C’est d’ailleurs la direction de la santé publique de la Montérégie qui a fait le point sur ce dossier, mercredi à Longueuil, invitant la population a se prémunir contre l’infection en se protégeant contre les moustiques avec des vêtements longs de couleur claire et, bien sûr, du chasse-moustiques à base d’icaridine ou de DEET.

Conséquences graves

Le virus du Nil occidental est une maladie portée par les oiseaux et transmise par le culex pipiens, mieux connu sous le nom de moustique et de maringouin.

Les cas répertoriés ne sont par ailleurs que la pointe de l’iceberg. Les études démontrent que 80 pour cent des personnes infectées ne montreront aucun symptôme et, donc, ne seront jamais identifiées par les autorités de santé publique. Près de 20 pour cent des cas se traduiront par des symptômes s’apparentant à la grippe et les cas les plus graves, soit moins de 1 pour cent, auront des atteintes au système nerveux qui peuvent se traduire par une encéphalite, une méningite ou des paralysies partielles.

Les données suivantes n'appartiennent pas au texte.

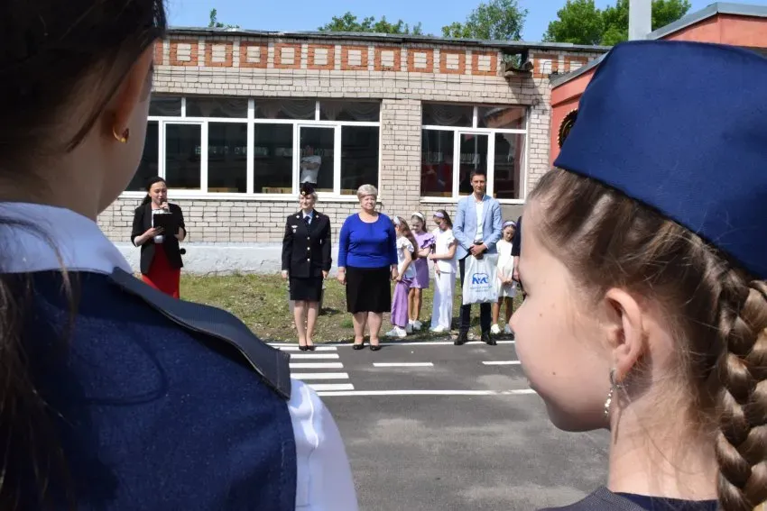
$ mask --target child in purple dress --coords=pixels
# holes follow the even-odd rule
[[[411,215],[411,228],[417,244],[419,259],[412,261],[415,277],[412,279],[408,295],[408,333],[413,330],[420,330],[421,323],[419,321],[419,317],[420,316],[420,305],[423,300],[422,289],[429,288],[429,261],[426,258],[429,257],[434,247],[434,235],[427,232],[425,227],[426,217],[420,213],[413,213]]]

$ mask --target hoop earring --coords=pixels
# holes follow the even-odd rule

Or, les données de la Montérégie illustrent parfaitement ce phénomène: 70 pour cent des cas répertoriés (51 personnes) présentaient ces atteintes sérieuses au système nerveux, près d’une vingtaine avaient des symptômes grippaux et seulement six personnes infectées ne présentaient aucun symptôme, leur infection ayant été identifiée par la présence d’anticorps lors de tests sanguins. En d’autres termes, l’écrasante majorité des cas ne seront jamais identifiés puisque les personnes touchées ne rapporteront aucun problème de santé.

Aucun traitement

La totalité des décès survenus en Montérégie étaient des personnes de plus de 60 ans et 80 pour cent d’elles souffraient d’une maladie chronique. Ces deux variables — l’âge avancé et la présence de maladies chroniques — sont d’ailleurs les facteurs de risque les plus importants pour les atteintes au système nerveux.

La direction de la santé publique de la Montérégie est incapable d’expliquer cette soudaine poussée de la maladie en 2018, pas plus qu’elle ne s’avance sur des prévisions pour 2019, faisant valoir qu’il y a encore trop d’impondérables et de variables dans la propagation de la maladie, tant du côté des populations d’oiseaux, leurs déplacements, le moment de l’éclosion des moustiques et ainsi de suite.

Il n’y a ni traitement ni vaccin contre le virus du Nil occidental, sauf pour les chevaux, curieusement. Ces derniers sont vulnérables à la maladie, mais des vaccins sont disponibles dans la pharmacologie vétérinaire depuis 2003.